Demonstration of RP Parametric Imaging with Deep-Kernel Noise Reduction

The RP parametric imaging derived from the OSEM reconstruction was considered the nondenoising reference. Different postreconstruction denoising methods, including the conventional kernel method (23), the 4-dimensional deep image prior (4D-DIP) method (26), and the deep-kernel denoising method, were compared for evaluation of the RP parametric Ki′ imaging. They are all learning-based methods based on single subjects and do not require population-based pretraining. The implementations of the conventional kernel and 4D-DIP methods are provided in the supplemental materials. Different approaches were compared using the trade-off of lesion contrast recovery (Ki′ value) versus the liver noise level calculated as the SD divided by the mean.

To understand how denoising methods affect the lesion ROI quantification accuracy of RP Ki′, we calculated the percentage difference in Ki′ between each denoising method and the nondenoising OSEM reference (ΔKi′ = (ROIdenoised − ROIref)/ROIref) for all lesions.
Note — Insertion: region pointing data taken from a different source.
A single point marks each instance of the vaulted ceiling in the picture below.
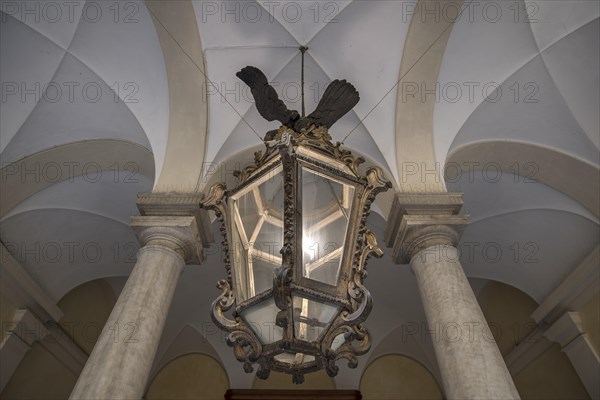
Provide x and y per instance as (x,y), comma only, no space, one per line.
(106,104)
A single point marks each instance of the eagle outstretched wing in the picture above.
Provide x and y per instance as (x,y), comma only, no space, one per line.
(339,98)
(268,104)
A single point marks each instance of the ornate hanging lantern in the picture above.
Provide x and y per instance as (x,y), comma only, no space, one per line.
(296,243)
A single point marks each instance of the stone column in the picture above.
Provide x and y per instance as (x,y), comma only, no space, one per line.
(120,363)
(424,230)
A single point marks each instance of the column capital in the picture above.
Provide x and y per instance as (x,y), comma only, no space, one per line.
(421,220)
(175,221)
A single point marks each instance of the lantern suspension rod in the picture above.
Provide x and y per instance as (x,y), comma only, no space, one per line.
(303,50)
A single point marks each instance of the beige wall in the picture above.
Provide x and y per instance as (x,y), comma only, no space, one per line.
(398,377)
(277,380)
(508,312)
(40,375)
(192,376)
(7,312)
(86,310)
(551,375)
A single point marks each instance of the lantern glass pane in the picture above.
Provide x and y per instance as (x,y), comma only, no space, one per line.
(257,233)
(326,206)
(312,318)
(261,318)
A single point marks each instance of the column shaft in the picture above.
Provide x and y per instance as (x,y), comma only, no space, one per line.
(120,363)
(470,362)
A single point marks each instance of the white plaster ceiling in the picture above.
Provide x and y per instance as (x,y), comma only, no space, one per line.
(360,41)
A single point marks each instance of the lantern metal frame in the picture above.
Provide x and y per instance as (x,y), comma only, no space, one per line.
(293,151)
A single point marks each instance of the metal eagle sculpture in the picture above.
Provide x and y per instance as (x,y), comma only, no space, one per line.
(339,98)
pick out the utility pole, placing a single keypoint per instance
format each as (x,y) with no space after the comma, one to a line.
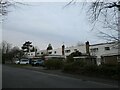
(118,31)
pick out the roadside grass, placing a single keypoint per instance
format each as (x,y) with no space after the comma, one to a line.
(21,65)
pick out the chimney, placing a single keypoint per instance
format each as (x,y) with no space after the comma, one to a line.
(87,48)
(63,49)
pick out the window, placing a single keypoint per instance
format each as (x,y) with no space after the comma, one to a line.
(54,52)
(37,53)
(107,48)
(67,51)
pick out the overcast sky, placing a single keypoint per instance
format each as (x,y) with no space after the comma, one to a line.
(48,22)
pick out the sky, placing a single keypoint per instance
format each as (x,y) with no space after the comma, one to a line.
(48,22)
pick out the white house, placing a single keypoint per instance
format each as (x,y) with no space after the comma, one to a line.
(98,50)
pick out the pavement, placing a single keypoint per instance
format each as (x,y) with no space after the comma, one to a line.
(58,73)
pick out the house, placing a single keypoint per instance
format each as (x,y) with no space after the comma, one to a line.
(102,52)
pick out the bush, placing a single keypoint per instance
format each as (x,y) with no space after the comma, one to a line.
(54,64)
(76,66)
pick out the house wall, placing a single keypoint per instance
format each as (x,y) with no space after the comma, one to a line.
(97,50)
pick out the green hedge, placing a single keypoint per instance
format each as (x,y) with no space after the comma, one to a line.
(109,71)
(53,64)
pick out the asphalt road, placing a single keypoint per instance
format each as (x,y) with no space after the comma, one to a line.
(22,78)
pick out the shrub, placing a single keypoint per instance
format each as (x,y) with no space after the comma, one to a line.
(75,67)
(54,64)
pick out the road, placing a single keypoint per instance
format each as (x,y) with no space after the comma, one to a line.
(22,78)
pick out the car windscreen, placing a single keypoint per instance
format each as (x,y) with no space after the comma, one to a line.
(24,60)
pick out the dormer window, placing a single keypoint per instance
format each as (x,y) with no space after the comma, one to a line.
(107,48)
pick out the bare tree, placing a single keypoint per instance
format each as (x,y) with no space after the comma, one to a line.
(6,47)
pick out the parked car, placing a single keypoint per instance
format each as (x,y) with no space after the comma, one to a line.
(38,62)
(17,62)
(24,61)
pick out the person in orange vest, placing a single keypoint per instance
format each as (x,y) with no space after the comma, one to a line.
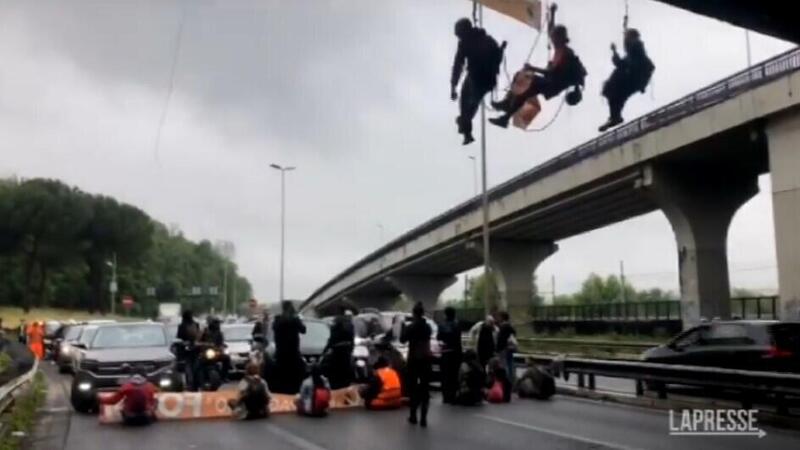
(36,339)
(383,391)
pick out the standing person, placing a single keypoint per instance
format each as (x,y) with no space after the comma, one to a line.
(483,57)
(506,343)
(138,397)
(315,394)
(450,336)
(485,343)
(418,336)
(253,401)
(188,333)
(631,74)
(290,366)
(340,344)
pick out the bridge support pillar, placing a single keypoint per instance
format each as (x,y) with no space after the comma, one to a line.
(700,206)
(514,263)
(423,288)
(784,159)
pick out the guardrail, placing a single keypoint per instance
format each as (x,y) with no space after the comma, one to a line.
(9,390)
(753,386)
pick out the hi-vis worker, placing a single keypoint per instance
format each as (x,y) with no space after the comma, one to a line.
(383,390)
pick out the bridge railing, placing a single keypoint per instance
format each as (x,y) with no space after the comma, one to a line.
(706,97)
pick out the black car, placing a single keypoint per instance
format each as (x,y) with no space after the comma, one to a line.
(107,354)
(742,344)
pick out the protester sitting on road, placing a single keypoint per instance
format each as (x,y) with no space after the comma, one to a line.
(253,401)
(315,394)
(138,398)
(498,384)
(383,390)
(535,382)
(471,379)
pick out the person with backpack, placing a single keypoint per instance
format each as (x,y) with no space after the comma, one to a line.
(563,71)
(535,382)
(254,396)
(483,57)
(631,74)
(471,379)
(383,389)
(138,397)
(498,383)
(315,394)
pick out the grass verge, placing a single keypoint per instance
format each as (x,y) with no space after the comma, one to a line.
(19,422)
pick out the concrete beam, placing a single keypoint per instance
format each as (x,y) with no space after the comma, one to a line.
(514,263)
(700,207)
(783,137)
(423,288)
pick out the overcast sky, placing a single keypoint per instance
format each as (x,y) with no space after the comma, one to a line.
(352,92)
With the deep-kernel noise-reduction approach, we then verified the total-body global-scaling relationship between the RP slope Ki′ image and the standard Patlak slope Ki image, as well as the equivalence between the RP intercept b′ and the SUVr at t* using the scatter plots of all image voxels between the 2 methods. Linear regression was used to evaluate the correlation.

Comparison of Total-Body Ki′ Images with Ki and SUV for Lesion Contrast and Myocardial Visualization in Cancer Patients

To demonstrate the potential benefit of total-body RP parametric imaging for lesion detection, the parametric images of Ki′ were compared with SUV images using the standard Patlak Ki images (derived using the full 1-h input function) as the reference. We computed the lesion-to-liver contrast ratio (CR), defined as ROIlesion/ROIliver, for Ki′, SUV, and Ki for all 26 lesions from 10 cancer patients. The paired t test and Wilcoxon signed-rank test were used to evaluate their statistical differences. P values of less than 0.05 were considered statistically significant. The CR difference between Ki′ and SUV, defined as (Embedded Image, was calculated for each lesion. A positive value means the better contrast provided by Ki′. In addition, parametric imaging has the advantage of better visualizing the myocardium than the SUV does, as shown in our early work (27). Thus, the 3 images were also compared for their ability to visualize the myocardium in cancer patients. Note that the SUVr images provide the same spatial appearance and lesion contrast as SUV does and are therefore not included in the comparison.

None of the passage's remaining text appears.